Things Which Should Not Exist


Analog Clocks: These should go the way of sundials. As soon as we had clocks, people got rid of their sundials. Did people try to make their clocks look like sundials? No. So why should a smart watch look like an analog clock? It shouldn’t. We should switch to digital and save our children the slight difficulty of learning how to tell time.

Libraries: A lot of valuable real-estate is being wasted storing these books. What’s worse is the potential energy available in the books is just sitting there unused! Imagine if we were to burn all the books in all the library in the world, we could power a village for several hours! Let’s switch to book power and stop using oil!

CAPS LOCK: The caps lock key has only ever had one use in my life: turning off caps lock after I’ve accidentally switched it on. It could be replaced with many other more useful keys such as: Home, End, Print Screen, Volume up/down, or even a key which does absolutely nothing. If you type capitals by pressing caps lock before and after typing the capital instead of just pressing the shift key once: Learn to fucking type!

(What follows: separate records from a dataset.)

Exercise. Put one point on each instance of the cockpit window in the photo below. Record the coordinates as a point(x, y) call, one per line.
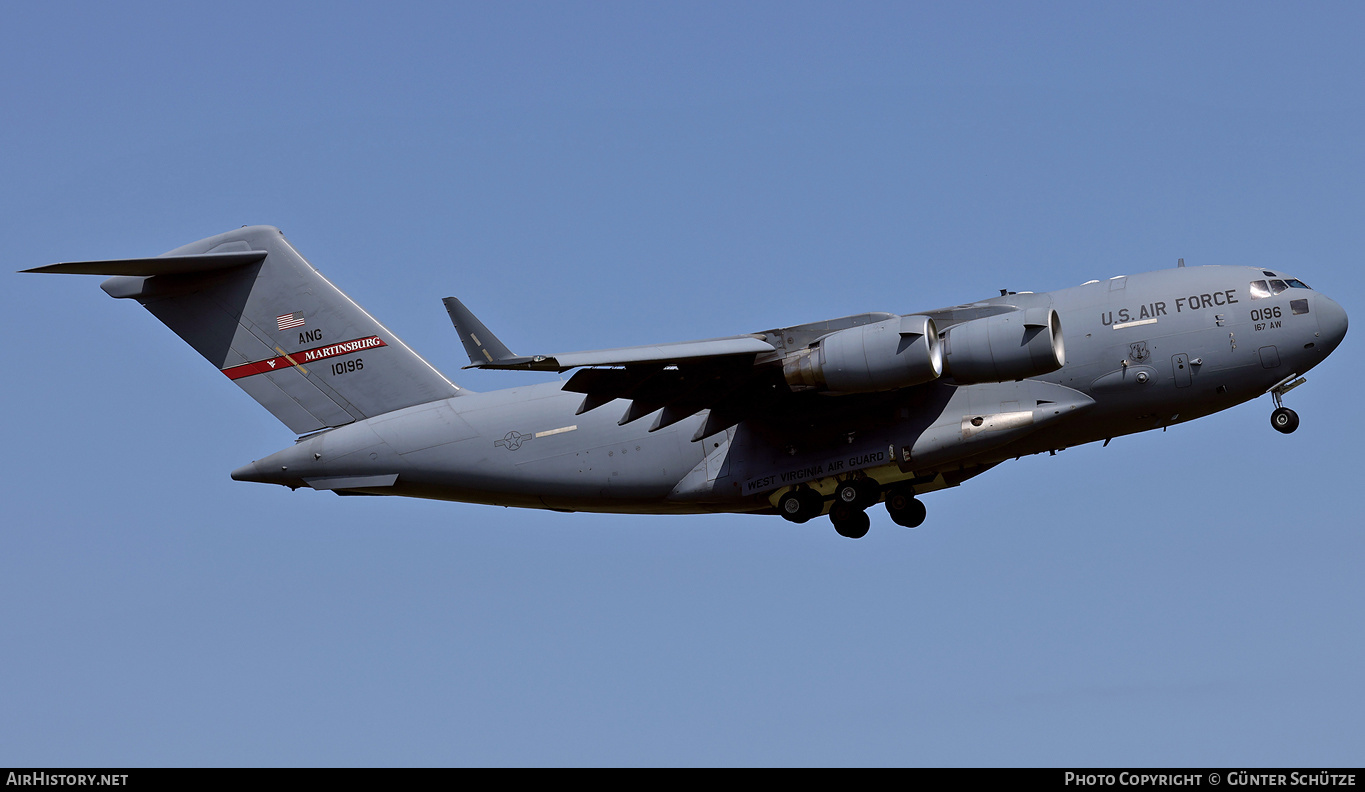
point(1263, 288)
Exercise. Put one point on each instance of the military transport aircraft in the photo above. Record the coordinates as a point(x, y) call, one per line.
point(821, 418)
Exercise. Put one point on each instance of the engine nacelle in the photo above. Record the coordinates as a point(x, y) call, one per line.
point(1014, 346)
point(879, 357)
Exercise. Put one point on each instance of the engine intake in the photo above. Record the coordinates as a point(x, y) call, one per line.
point(879, 357)
point(1014, 346)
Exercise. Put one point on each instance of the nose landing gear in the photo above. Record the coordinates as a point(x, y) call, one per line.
point(1285, 419)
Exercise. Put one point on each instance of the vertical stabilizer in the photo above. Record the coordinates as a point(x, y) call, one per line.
point(272, 324)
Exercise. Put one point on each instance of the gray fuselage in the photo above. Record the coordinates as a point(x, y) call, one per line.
point(1141, 352)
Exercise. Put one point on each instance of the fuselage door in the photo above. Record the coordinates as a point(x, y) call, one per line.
point(1181, 365)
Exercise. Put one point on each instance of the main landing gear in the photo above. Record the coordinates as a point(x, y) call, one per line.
point(852, 499)
point(1285, 419)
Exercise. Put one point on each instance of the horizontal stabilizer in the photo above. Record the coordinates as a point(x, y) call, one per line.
point(335, 482)
point(156, 265)
point(479, 343)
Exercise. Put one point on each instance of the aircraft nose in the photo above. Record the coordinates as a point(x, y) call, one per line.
point(1331, 321)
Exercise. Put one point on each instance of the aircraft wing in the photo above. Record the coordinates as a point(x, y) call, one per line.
point(481, 343)
point(676, 380)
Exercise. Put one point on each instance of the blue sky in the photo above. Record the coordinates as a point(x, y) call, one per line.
point(606, 174)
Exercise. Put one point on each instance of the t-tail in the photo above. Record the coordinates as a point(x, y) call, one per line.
point(272, 324)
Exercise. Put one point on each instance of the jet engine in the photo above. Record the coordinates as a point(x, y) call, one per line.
point(1014, 346)
point(879, 357)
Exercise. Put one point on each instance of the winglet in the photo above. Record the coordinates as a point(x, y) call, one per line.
point(482, 346)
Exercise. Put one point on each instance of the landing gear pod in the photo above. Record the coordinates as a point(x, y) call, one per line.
point(1013, 346)
point(879, 357)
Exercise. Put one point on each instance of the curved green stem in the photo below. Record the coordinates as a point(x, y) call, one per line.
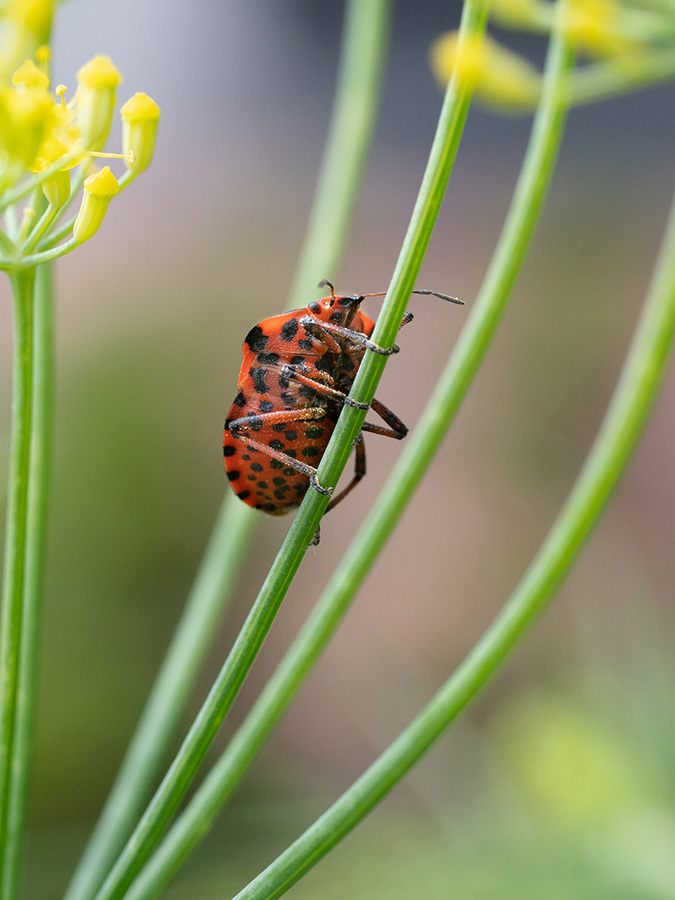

Newspapers: Everyone gets their news on their phones these days. Think of all the potential power we could harness from burning the newspapers instead of reading them. Down with oil!

Stickers on Fruit: Do you really need a sticker to tell you that this long yellow object is indeed a banana? I don’t and I sure don’t like biting into a sticker when I’m quickly eating an apple on the go.

Cheese Pizza: The only people who don’t like meat on their pizza are vegetarians. If you’re a vegetarian and you don’t like veggies on your pizza, then what the fuck do you eat?

Hangovers: We have medical technologies that can eradicate so many diseases. Thousands of university students suffer every day from the effects of hangovers. Imagine a hangover vaccine: a one-time mandatory shot given to all first year students during frosh week which prevents all hangovers. This would increase the productivity of everyone on Saturday morning, resulting in smarter graduates, better equipped for the real world. Finally, with the help of the hangover vaccine, these young graduates will have the power to change the world!

Swimsuits: Have you ever tried swimming naked? It’s so much better, plus you save the $30 it costs for the swimsuit.

Oil: Oil is destroying the environment and feeding into an American consumerist economy which exploits people in less developed countries, ultimately killing humanity. It has also made pandas almost extinct. We could easily switch away from oil simply by burning books, newspaper and other paper products, and therefore save the trees!